Taraf gazetesinin manşetindeki, “Ankara’nın AB ile pazarlık yalanı” başlıklı haberde, “Türkiye’nin haklarını AB ile masaya oturarak aldığını iddia eden AKP iktidarının, hak edilmiş 4.2 milyar Euro’yu bile istemediği ortaya çıktı. Merkel, Suriyeli göçmenler Avrupa’ya gelmesin diye 3 milyar Euro rüşvet önerdi. Bunun anlamı şu: ‘Sizin ülkeniz Suriyeli göçmenler için hapishane olsun. Siz gardiyanlık yapın, biz de parasını verelim. Türkiye’nin zaten hakkı olan vizeyi verelim, gerekirse üç beş tane de müzakere başlığı açalım. İlerleme raporunun açıklanmasını da 1 Kasım seçimlerinden sonrasına bırakalım…’ Kendisine ‘seçim hükümeti’ diyen AKP hükümeti, para karşılığı kesinlikle Suriyelilere hapis hayatı yaşatamaz. Hükümet önce AB’nin Türkiye’ye taahhüt ettiği ama ödemediği 4.2 milyar Euro’yu tahsil etmeli. Mültecilere yardıma gelince Türkiye bütçesinden harcanan 8 milyar dolarlık insani yardım, AB bütçesinden ayrıca verilmeli” ifadeleri yer aldı.
“Devlet eliyle şantaj yapılıyor”
Bugün gazetesi manşetinde, “Devlet eliyle şantaj yapılıyor” başlıklı habere yer verdi: “Halkın gerçekleri görmesini engellemek için televizyonlara hukuksuzca uygulanan sansür isyan ettirdi. Son olarak Türksat’ın Kanaltürk ve Bugün TV’yi uydudan çıkarma kararına her kesimden tepki yağdı. Basın Konseyi Başkanı Pınar Türenç: Demokratik kurallar hiçe sayılıyor. Kamuoyu haber alma hakkına sahip çıkmalı. Gazeteciler Cemiyeti Başkanı Turgay Olcayto: Dünyada örneği yok. Böyle bir saçmalık olur mu? Çağdaş Gazeteciler Derneği Başkanı Ahmet Abakay: ‘Bu insanlara ekmek vermeyin’ diye fırıncılara talimat yollamak gibi bir şey. CHP Grup Başkanvekili Özgür Özel: Muhalif yayın yapan herkes tehdit ediliyor. Devlet eliyle şantaj yapılıyor. MHP Grup Başkanvekili Oktay Vural: Halkın bilgi edinme hakkı kesiliyor. Hesabı sorulacak. HDP Milletvekili Dengir Mir Mehmet Fırat: Pervasızca ne hukuku ne kanunu dinliyorlar. Diğer yayıncı kuruluşlar sindirilmek isteniyor.”

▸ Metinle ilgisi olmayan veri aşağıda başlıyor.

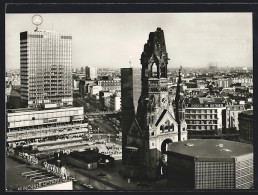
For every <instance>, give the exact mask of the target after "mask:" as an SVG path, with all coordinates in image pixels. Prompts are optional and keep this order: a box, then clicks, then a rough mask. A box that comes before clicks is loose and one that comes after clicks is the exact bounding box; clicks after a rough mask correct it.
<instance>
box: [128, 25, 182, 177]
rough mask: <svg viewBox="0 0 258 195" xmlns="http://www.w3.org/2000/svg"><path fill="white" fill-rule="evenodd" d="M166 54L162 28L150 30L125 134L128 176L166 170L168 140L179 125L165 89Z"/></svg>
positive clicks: (164, 171)
mask: <svg viewBox="0 0 258 195" xmlns="http://www.w3.org/2000/svg"><path fill="white" fill-rule="evenodd" d="M168 60H169V58H168V54H167V51H166V44H165V38H164V32H163V30H162V29H161V28H157V30H156V31H155V32H151V33H150V34H149V39H148V41H147V43H146V44H145V45H144V51H143V52H142V55H141V64H142V75H141V81H142V92H141V96H140V98H139V101H138V109H137V113H136V116H135V120H134V121H133V122H132V125H131V126H130V128H129V131H128V135H127V149H128V152H127V154H128V156H127V170H126V173H127V175H129V176H128V177H133V176H135V175H137V174H139V175H141V176H142V177H144V178H155V177H157V176H159V175H161V174H165V172H166V153H167V146H168V144H169V143H172V142H178V141H179V139H178V136H179V129H178V123H177V120H176V116H175V113H174V108H173V105H172V98H171V97H170V96H169V92H168V78H167V65H168Z"/></svg>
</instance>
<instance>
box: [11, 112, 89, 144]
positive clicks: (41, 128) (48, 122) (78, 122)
mask: <svg viewBox="0 0 258 195" xmlns="http://www.w3.org/2000/svg"><path fill="white" fill-rule="evenodd" d="M83 120H84V112H83V107H61V108H51V107H50V108H46V109H29V108H26V109H12V110H8V111H7V133H6V135H7V139H6V141H7V143H15V145H17V144H19V142H21V141H22V142H23V143H25V145H26V144H29V143H34V142H36V143H37V142H41V141H42V140H43V139H44V141H46V139H47V138H50V137H55V138H57V137H58V136H59V137H60V136H64V135H67V136H68V135H71V134H73V135H76V134H82V133H84V132H87V131H88V130H87V126H88V124H87V123H83ZM52 140H53V139H52Z"/></svg>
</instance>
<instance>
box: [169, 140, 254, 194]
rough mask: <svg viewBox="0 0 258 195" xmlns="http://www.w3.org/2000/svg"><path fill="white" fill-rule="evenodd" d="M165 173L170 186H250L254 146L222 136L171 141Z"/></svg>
mask: <svg viewBox="0 0 258 195" xmlns="http://www.w3.org/2000/svg"><path fill="white" fill-rule="evenodd" d="M167 175H168V185H169V186H171V189H173V188H182V189H250V188H253V180H254V178H253V146H252V145H251V144H245V143H240V142H234V141H227V140H222V139H192V140H187V141H184V142H175V143H171V144H169V146H168V174H167Z"/></svg>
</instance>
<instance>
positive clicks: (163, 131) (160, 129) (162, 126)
mask: <svg viewBox="0 0 258 195" xmlns="http://www.w3.org/2000/svg"><path fill="white" fill-rule="evenodd" d="M160 131H161V133H164V126H163V125H161V126H160Z"/></svg>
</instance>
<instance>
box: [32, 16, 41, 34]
mask: <svg viewBox="0 0 258 195" xmlns="http://www.w3.org/2000/svg"><path fill="white" fill-rule="evenodd" d="M31 20H32V23H33V24H34V25H35V26H36V29H35V31H38V26H39V25H41V24H42V22H43V18H42V17H41V15H38V14H37V15H34V16H32V18H31Z"/></svg>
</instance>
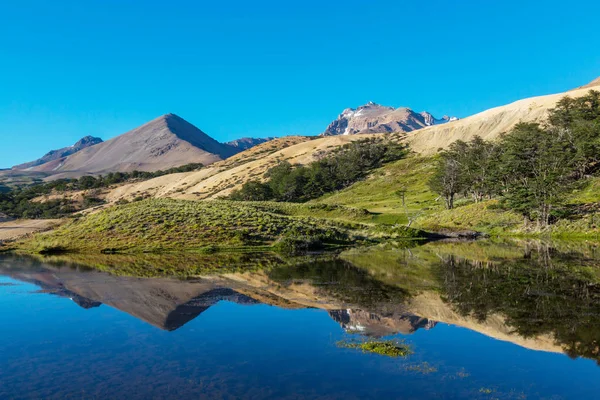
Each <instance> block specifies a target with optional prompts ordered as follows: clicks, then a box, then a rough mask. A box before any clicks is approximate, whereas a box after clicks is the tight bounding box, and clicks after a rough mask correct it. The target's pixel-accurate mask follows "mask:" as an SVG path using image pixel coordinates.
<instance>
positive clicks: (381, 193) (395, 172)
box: [313, 156, 441, 224]
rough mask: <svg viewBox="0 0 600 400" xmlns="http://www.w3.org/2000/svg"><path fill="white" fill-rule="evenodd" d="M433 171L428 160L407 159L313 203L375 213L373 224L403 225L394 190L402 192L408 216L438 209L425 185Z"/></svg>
mask: <svg viewBox="0 0 600 400" xmlns="http://www.w3.org/2000/svg"><path fill="white" fill-rule="evenodd" d="M433 168H434V163H433V162H432V158H428V157H419V156H411V157H409V158H406V159H403V160H399V161H396V162H393V163H390V164H387V165H385V166H383V167H382V168H379V169H377V170H376V171H375V172H374V173H373V174H371V176H370V177H369V178H368V179H366V180H364V181H361V182H358V183H356V184H354V185H352V186H350V187H349V188H347V189H344V190H341V191H339V192H336V193H333V194H331V195H327V196H325V197H322V198H320V199H317V200H315V201H313V202H314V203H321V204H330V205H334V204H337V205H343V206H348V207H353V208H358V209H367V210H369V211H370V212H372V213H375V214H376V215H374V216H373V217H372V218H371V221H372V222H375V223H383V224H406V223H407V221H408V219H407V215H406V210H405V208H404V206H403V205H402V200H401V198H400V197H399V196H398V194H397V191H398V190H406V194H405V204H406V207H407V209H408V213H409V215H415V214H417V215H418V214H430V213H432V212H435V211H437V210H439V209H440V204H441V203H440V202H438V201H436V198H437V195H436V194H434V193H433V192H431V190H429V187H428V186H427V182H428V181H429V178H430V177H431V175H432V173H433Z"/></svg>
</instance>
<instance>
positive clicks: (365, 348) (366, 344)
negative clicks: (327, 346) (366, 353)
mask: <svg viewBox="0 0 600 400" xmlns="http://www.w3.org/2000/svg"><path fill="white" fill-rule="evenodd" d="M337 345H338V347H342V348H346V349H358V350H362V352H363V353H374V354H379V355H382V356H386V357H394V358H395V357H408V356H409V355H410V354H412V353H413V352H412V350H411V348H410V347H409V346H408V345H407V344H405V343H404V342H402V341H399V340H367V341H359V342H355V341H344V340H341V341H339V342H338V343H337Z"/></svg>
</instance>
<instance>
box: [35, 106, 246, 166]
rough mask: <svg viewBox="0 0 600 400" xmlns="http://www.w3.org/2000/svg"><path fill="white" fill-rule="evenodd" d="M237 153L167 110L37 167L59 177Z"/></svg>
mask: <svg viewBox="0 0 600 400" xmlns="http://www.w3.org/2000/svg"><path fill="white" fill-rule="evenodd" d="M234 153H235V150H234V149H232V148H231V147H230V146H227V145H224V144H221V143H219V142H217V141H216V140H214V139H212V138H211V137H209V136H208V135H206V134H205V133H204V132H202V131H201V130H200V129H198V128H196V127H195V126H194V125H192V124H190V123H189V122H187V121H185V120H184V119H182V118H180V117H178V116H176V115H174V114H167V115H163V116H161V117H159V118H156V119H155V120H153V121H150V122H148V123H146V124H144V125H142V126H140V127H138V128H136V129H134V130H132V131H129V132H127V133H125V134H123V135H120V136H117V137H115V138H113V139H111V140H108V141H106V142H104V143H101V144H97V145H95V146H92V147H88V148H86V149H83V150H82V151H79V152H77V153H75V154H73V155H71V156H69V157H67V158H65V159H60V160H56V161H53V162H50V163H46V164H43V165H41V166H38V167H36V168H34V170H36V171H46V172H53V173H59V175H58V177H60V176H77V175H83V174H85V173H106V172H114V171H132V170H140V171H156V170H160V169H167V168H171V167H176V166H181V165H184V164H188V163H203V164H211V163H213V162H216V161H219V160H221V159H223V158H226V157H229V156H231V155H232V154H234ZM56 177H57V176H53V178H56Z"/></svg>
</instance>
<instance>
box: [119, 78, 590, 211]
mask: <svg viewBox="0 0 600 400" xmlns="http://www.w3.org/2000/svg"><path fill="white" fill-rule="evenodd" d="M593 87H594V88H596V89H598V90H600V86H593ZM589 89H590V88H589V87H585V88H583V89H576V90H573V91H570V92H567V93H559V94H553V95H548V96H539V97H532V98H528V99H524V100H519V101H517V102H514V103H511V104H508V105H505V106H501V107H496V108H492V109H490V110H486V111H484V112H481V113H479V114H476V115H473V116H471V117H468V118H465V119H462V120H458V121H454V122H449V123H447V124H443V125H436V126H432V127H428V128H425V129H421V130H419V131H415V132H411V133H409V134H404V133H403V134H393V135H392V137H394V138H395V139H398V140H406V141H407V142H408V143H409V144H410V146H411V149H413V150H414V151H416V152H418V153H421V154H433V153H435V152H436V151H437V150H438V149H439V148H445V147H447V146H448V145H449V144H450V143H452V142H454V141H456V140H458V139H461V140H470V139H472V138H473V137H474V136H475V135H479V136H481V137H483V138H484V139H489V140H493V139H496V138H498V136H499V135H500V134H501V133H503V132H506V131H508V130H510V129H511V128H512V127H513V126H514V125H515V124H517V123H518V122H521V121H524V122H528V121H542V120H543V119H544V118H545V117H546V116H547V112H548V110H549V109H551V108H553V107H554V106H555V104H556V102H557V101H558V100H560V99H561V98H562V97H564V96H565V95H569V96H583V95H585V94H586V93H588V91H589ZM365 137H373V135H347V136H330V137H322V138H318V139H313V140H309V139H308V138H298V137H290V138H281V139H276V140H274V141H271V142H268V143H265V144H262V145H260V146H257V147H255V148H252V149H250V150H248V151H246V152H242V153H240V154H238V155H236V156H234V157H231V158H229V159H227V160H225V161H221V162H218V163H215V164H213V165H211V166H210V167H209V168H205V169H203V170H201V171H197V172H191V173H184V174H174V175H168V176H163V177H160V178H157V179H152V180H149V181H146V182H142V183H137V184H130V185H125V186H122V187H119V188H117V189H116V190H114V191H112V192H111V193H110V194H109V196H108V199H109V200H110V201H116V200H119V199H121V198H127V199H131V198H134V197H136V196H140V195H148V196H155V197H174V198H184V199H213V198H217V197H221V196H226V195H228V194H230V193H231V192H232V191H233V190H235V189H237V188H239V187H240V186H241V185H242V184H243V183H245V182H247V181H249V180H252V179H260V178H262V175H263V174H264V172H266V171H267V170H268V169H269V168H271V167H272V166H274V165H276V164H277V163H278V162H279V161H282V160H286V161H289V162H291V163H307V162H311V161H313V160H315V159H316V157H317V156H318V153H319V152H322V151H328V150H331V149H333V148H335V147H338V146H341V145H343V144H345V143H348V142H349V141H351V140H358V139H361V138H365ZM277 148H281V149H280V150H277V151H276V149H277ZM266 149H271V150H272V151H266Z"/></svg>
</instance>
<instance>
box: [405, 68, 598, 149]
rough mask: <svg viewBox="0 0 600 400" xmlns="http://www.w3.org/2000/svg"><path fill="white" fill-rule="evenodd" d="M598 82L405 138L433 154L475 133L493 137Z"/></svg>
mask: <svg viewBox="0 0 600 400" xmlns="http://www.w3.org/2000/svg"><path fill="white" fill-rule="evenodd" d="M599 79H600V78H599ZM594 82H596V81H594ZM598 85H599V86H586V87H584V88H582V89H576V90H573V91H569V92H566V93H558V94H551V95H547V96H538V97H531V98H528V99H523V100H519V101H516V102H514V103H511V104H508V105H505V106H501V107H496V108H491V109H489V110H486V111H483V112H481V113H479V114H475V115H472V116H470V117H467V118H464V119H461V120H459V121H455V122H453V123H451V124H445V125H437V126H431V127H427V128H424V129H421V130H418V131H416V132H412V133H409V134H407V138H406V140H407V141H408V143H409V144H410V146H411V149H412V150H414V151H416V152H418V153H422V154H433V153H435V152H437V150H438V149H440V148H446V147H447V146H448V145H450V143H452V142H454V141H456V140H464V141H468V140H471V139H472V138H473V137H474V136H476V135H479V136H481V137H482V138H484V139H487V140H494V139H496V138H498V136H500V134H502V133H504V132H507V131H509V130H510V129H511V128H512V127H513V126H515V125H516V124H517V123H519V122H541V121H543V120H544V119H545V118H546V117H547V115H548V110H550V109H551V108H553V107H554V106H555V105H556V102H557V101H559V100H560V99H561V98H563V97H565V96H571V97H580V96H583V95H585V94H587V93H588V92H589V90H590V89H596V90H600V83H599V84H598Z"/></svg>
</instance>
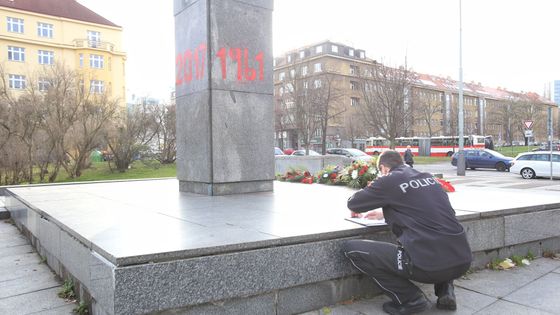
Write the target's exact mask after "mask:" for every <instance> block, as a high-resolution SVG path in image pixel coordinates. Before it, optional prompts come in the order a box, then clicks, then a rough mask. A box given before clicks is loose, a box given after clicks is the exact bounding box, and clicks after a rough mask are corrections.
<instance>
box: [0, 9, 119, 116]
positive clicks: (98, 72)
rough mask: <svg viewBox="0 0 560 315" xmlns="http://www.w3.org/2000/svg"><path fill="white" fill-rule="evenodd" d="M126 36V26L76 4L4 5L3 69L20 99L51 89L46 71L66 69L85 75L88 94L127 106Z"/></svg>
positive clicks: (12, 90) (1, 44) (0, 17)
mask: <svg viewBox="0 0 560 315" xmlns="http://www.w3.org/2000/svg"><path fill="white" fill-rule="evenodd" d="M121 36H122V28H121V27H120V26H118V25H116V24H114V23H113V22H111V21H109V20H107V19H106V18H104V17H102V16H100V15H98V14H97V13H95V12H93V11H91V10H90V9H88V8H86V7H85V6H83V5H81V4H80V3H78V2H77V1H75V0H0V44H1V45H0V50H2V52H1V54H2V56H5V57H4V58H2V61H3V63H2V64H3V67H4V72H5V75H6V78H5V80H6V82H8V87H9V89H10V90H12V91H13V92H15V93H16V94H17V93H18V90H24V89H25V87H26V86H27V85H28V84H36V85H37V86H38V88H39V89H42V88H45V86H44V85H45V83H44V82H42V80H41V78H40V77H39V76H38V73H40V70H41V67H46V66H52V65H54V64H57V63H60V64H63V65H65V66H67V67H70V68H71V69H73V70H79V71H81V72H82V73H83V74H84V78H86V79H85V80H84V81H86V82H82V83H83V86H84V88H86V89H90V91H92V92H94V93H100V92H107V93H108V94H109V96H110V97H111V98H117V99H119V100H120V103H121V105H122V106H124V105H125V103H126V99H125V61H126V54H125V53H124V52H123V51H122V44H121ZM6 57H7V58H6Z"/></svg>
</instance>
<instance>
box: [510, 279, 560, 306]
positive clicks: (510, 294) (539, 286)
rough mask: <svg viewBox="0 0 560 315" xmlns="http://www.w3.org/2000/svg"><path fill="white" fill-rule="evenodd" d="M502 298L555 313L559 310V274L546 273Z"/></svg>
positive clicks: (559, 303) (525, 305)
mask: <svg viewBox="0 0 560 315" xmlns="http://www.w3.org/2000/svg"><path fill="white" fill-rule="evenodd" d="M504 300H507V301H509V302H512V303H516V304H521V305H525V306H528V307H534V308H537V309H539V310H543V311H547V312H551V313H557V312H558V311H559V310H560V275H559V274H556V273H550V274H547V275H545V276H544V277H542V278H540V279H537V280H536V281H534V282H532V283H530V284H528V285H526V286H524V287H523V288H521V289H519V290H517V291H515V292H513V293H512V294H510V295H508V296H506V297H505V298H504Z"/></svg>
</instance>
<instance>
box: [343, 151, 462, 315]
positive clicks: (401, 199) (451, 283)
mask: <svg viewBox="0 0 560 315" xmlns="http://www.w3.org/2000/svg"><path fill="white" fill-rule="evenodd" d="M378 167H379V171H380V174H382V175H381V177H380V178H378V179H377V180H376V181H374V182H372V183H371V184H370V185H369V186H368V187H366V188H364V189H362V190H360V191H358V192H356V193H355V194H354V195H353V196H352V197H350V199H348V208H349V209H350V210H351V211H352V212H354V213H364V212H367V213H366V214H365V217H366V218H370V219H381V218H385V221H386V222H387V224H388V225H389V226H390V227H391V230H392V232H393V233H394V234H395V236H396V237H397V240H398V244H391V243H385V242H376V241H370V240H351V241H348V242H346V243H345V245H344V254H345V255H346V257H348V259H350V261H351V263H352V264H353V265H354V267H356V268H357V269H358V270H359V271H361V272H362V273H364V274H366V275H368V276H370V277H371V278H372V279H373V281H374V282H375V283H376V284H377V286H378V287H379V288H380V289H381V290H382V291H383V292H384V293H385V295H387V296H388V297H389V298H390V299H391V301H390V302H386V303H385V304H383V310H384V311H385V312H387V313H389V314H413V313H419V312H422V311H424V310H426V309H427V308H428V307H429V301H428V300H427V299H426V297H425V295H424V294H423V292H422V291H421V290H420V289H419V288H418V287H417V286H416V285H414V284H413V283H412V282H411V281H410V280H414V281H418V282H422V283H431V284H434V289H435V294H436V296H437V297H438V299H437V308H439V309H447V310H455V309H457V303H456V300H455V293H454V287H453V280H454V279H457V278H459V277H460V276H462V275H463V274H464V273H465V272H466V271H467V270H468V269H469V267H470V264H471V261H472V254H471V249H470V247H469V244H468V242H467V237H466V234H465V230H464V228H463V226H462V225H461V224H460V223H459V222H458V221H457V219H456V217H455V210H453V208H452V207H451V204H450V202H449V198H448V196H447V193H446V192H445V191H444V190H443V189H442V187H441V186H440V185H439V184H438V182H437V181H436V180H435V179H434V178H433V177H432V176H431V175H430V174H428V173H421V172H419V171H417V170H415V169H413V168H410V167H406V166H404V163H403V160H402V158H401V156H400V154H399V153H398V152H396V151H385V152H383V153H382V154H381V156H380V157H379V159H378ZM377 208H382V209H383V210H382V211H381V210H373V211H370V210H372V209H377Z"/></svg>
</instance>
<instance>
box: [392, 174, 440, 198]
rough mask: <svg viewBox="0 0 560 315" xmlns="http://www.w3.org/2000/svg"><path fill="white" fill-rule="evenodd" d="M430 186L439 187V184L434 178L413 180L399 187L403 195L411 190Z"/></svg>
mask: <svg viewBox="0 0 560 315" xmlns="http://www.w3.org/2000/svg"><path fill="white" fill-rule="evenodd" d="M430 185H439V184H438V182H437V181H436V180H435V179H434V178H433V177H428V178H420V179H413V180H411V181H409V182H407V183H402V184H400V185H399V187H400V188H401V190H402V191H403V193H405V194H406V190H407V189H409V188H412V189H418V188H420V187H426V186H430Z"/></svg>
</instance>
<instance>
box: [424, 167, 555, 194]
mask: <svg viewBox="0 0 560 315" xmlns="http://www.w3.org/2000/svg"><path fill="white" fill-rule="evenodd" d="M414 167H415V168H416V169H418V170H420V171H424V172H430V173H433V174H435V173H439V174H443V178H444V179H445V180H448V181H450V182H451V183H452V184H453V185H468V186H473V187H492V188H511V189H535V190H547V191H559V192H560V180H559V179H554V180H550V178H536V179H523V178H521V175H519V174H517V173H510V172H498V171H497V170H492V169H476V170H470V169H467V170H466V172H465V176H457V168H456V167H455V166H453V165H451V163H437V164H425V165H415V166H414Z"/></svg>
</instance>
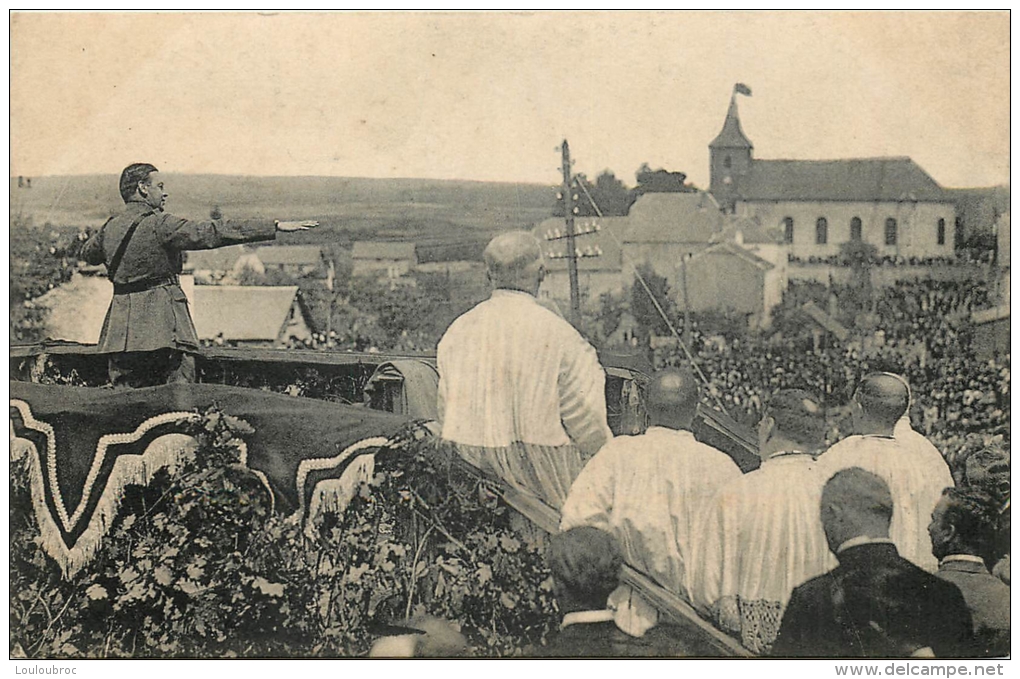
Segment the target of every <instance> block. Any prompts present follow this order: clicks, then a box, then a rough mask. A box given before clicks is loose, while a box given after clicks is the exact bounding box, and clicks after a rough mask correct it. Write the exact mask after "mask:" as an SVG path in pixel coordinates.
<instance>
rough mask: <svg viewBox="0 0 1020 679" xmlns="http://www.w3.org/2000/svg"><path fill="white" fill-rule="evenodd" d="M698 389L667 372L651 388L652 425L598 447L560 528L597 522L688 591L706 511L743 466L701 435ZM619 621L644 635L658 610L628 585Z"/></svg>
mask: <svg viewBox="0 0 1020 679" xmlns="http://www.w3.org/2000/svg"><path fill="white" fill-rule="evenodd" d="M699 399H700V389H699V385H698V381H697V379H696V378H695V376H694V375H693V374H692V373H691V372H690V371H681V370H676V369H670V370H663V371H661V372H658V373H656V374H655V376H654V377H653V378H652V380H651V381H650V383H649V385H648V388H647V397H646V410H647V411H648V415H649V421H650V425H651V426H649V428H648V430H647V431H646V432H645V433H643V434H640V435H636V436H617V437H616V438H613V439H612V440H611V441H609V442H608V443H606V446H605V447H604V448H603V449H602V450H601V451H599V453H598V455H596V456H595V457H594V458H593V459H592V460H590V461H589V463H588V464H586V465H585V466H584V469H583V471H581V473H580V475H579V476H578V477H577V479H576V480H575V481H574V483H573V486H571V488H570V494H569V495H568V497H567V501H566V503H565V504H564V505H563V509H562V520H561V523H560V529H561V530H569V529H570V528H574V527H576V526H593V527H595V528H599V529H601V530H605V531H606V532H609V533H612V534H613V535H615V536H616V538H617V540H619V542H620V544H621V545H622V547H623V552H624V559H625V560H626V563H628V564H629V565H631V566H632V567H634V568H635V569H637V570H639V571H641V572H643V573H645V574H647V575H649V576H650V577H651V578H652V579H653V580H655V581H656V582H657V583H658V584H660V585H661V586H663V587H664V588H666V589H668V590H669V591H671V592H673V593H676V594H679V595H681V596H684V597H686V596H687V590H686V587H685V581H686V577H685V570H686V564H685V561H686V558H687V557H686V554H687V551H688V550H690V547H691V541H692V535H693V532H694V529H695V527H696V526H697V522H698V520H699V518H700V513H701V511H702V510H703V508H704V507H705V506H706V504H707V503H708V501H709V500H710V499H711V498H712V495H713V494H714V492H715V490H716V489H718V488H719V487H720V486H722V485H723V484H725V483H727V482H729V481H731V480H733V479H735V478H738V477H739V476H741V470H739V468H738V467H737V466H736V464H735V463H734V462H733V461H732V459H730V457H729V456H727V455H726V454H725V453H722V452H720V451H717V450H716V449H714V448H712V447H711V446H707V445H705V443H702V442H700V441H698V440H696V439H695V436H694V434H693V433H692V432H691V425H692V422H693V421H694V418H695V415H696V414H697V411H698V402H699ZM610 606H611V608H612V609H613V610H614V611H615V617H614V619H615V620H616V624H617V626H618V627H619V628H620V629H622V630H623V631H624V632H626V633H628V634H630V635H632V636H642V635H644V634H645V632H647V631H648V630H649V629H651V628H652V627H654V626H655V625H656V624H657V623H658V620H659V614H658V611H657V610H656V609H655V608H654V607H653V606H652V605H651V604H649V603H648V602H646V600H645V599H644V598H643V597H642V595H641V594H640V593H637V592H636V591H633V590H632V589H631V588H630V586H628V585H621V586H620V587H618V588H617V589H616V590H615V591H614V592H613V594H612V596H610Z"/></svg>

Haber Zaman gazetesinin sürmanşetinde ise, “Türksat’ın sansürü suçtur, RTÜK gereğini yapar” başlığıyla yer aldı. Haberde, “Devlet adına uydu işletmeciliği yapan Türksat, Bugün TV ve Kanaltürk’ün Türkiye’den izlenmemesi için karartma kararı aldı. RTÜK üyesi Süleyman Demirkan, ‘Bu, devlete karşı işlenen suçlar kapsamındadır. Neye göre, hangi yasaya göre, hangi mahkeme kararına göre bunu yaptınız?’ diyerek tepki gösterdi” ifadeleri kullanıldı.
“Oğlumu tutuklayın”
Hürriyet gazetesi manşetin yanında, “Oğlumu tutuklayın” başlıklı habere yer verdi. Haberde, “Gebze’den Suriye’ye gidip IŞİD’e katılan 19 yaşındaki Serkan Uzun’un babası Bekir Uzun yaşadıkları dramı anlattı. Bekir Uzun, Serkan’ın Kilis’te yakalandığını, ifadesi alınıp bırakıldığını, bir gün sonra da ‘Suriye’deyiz’ diye mesaj geldiğini söyledi. Baba Uzun, ‘Serkan’ın takma adı Ebu Mervan. Aileler bunu bile biliyor. Yetkililer bilmiyor mu?’ diye sordu. Oğlunun tutuklanıp korumaya alınmasını istedi” ifadeleri yer aldı.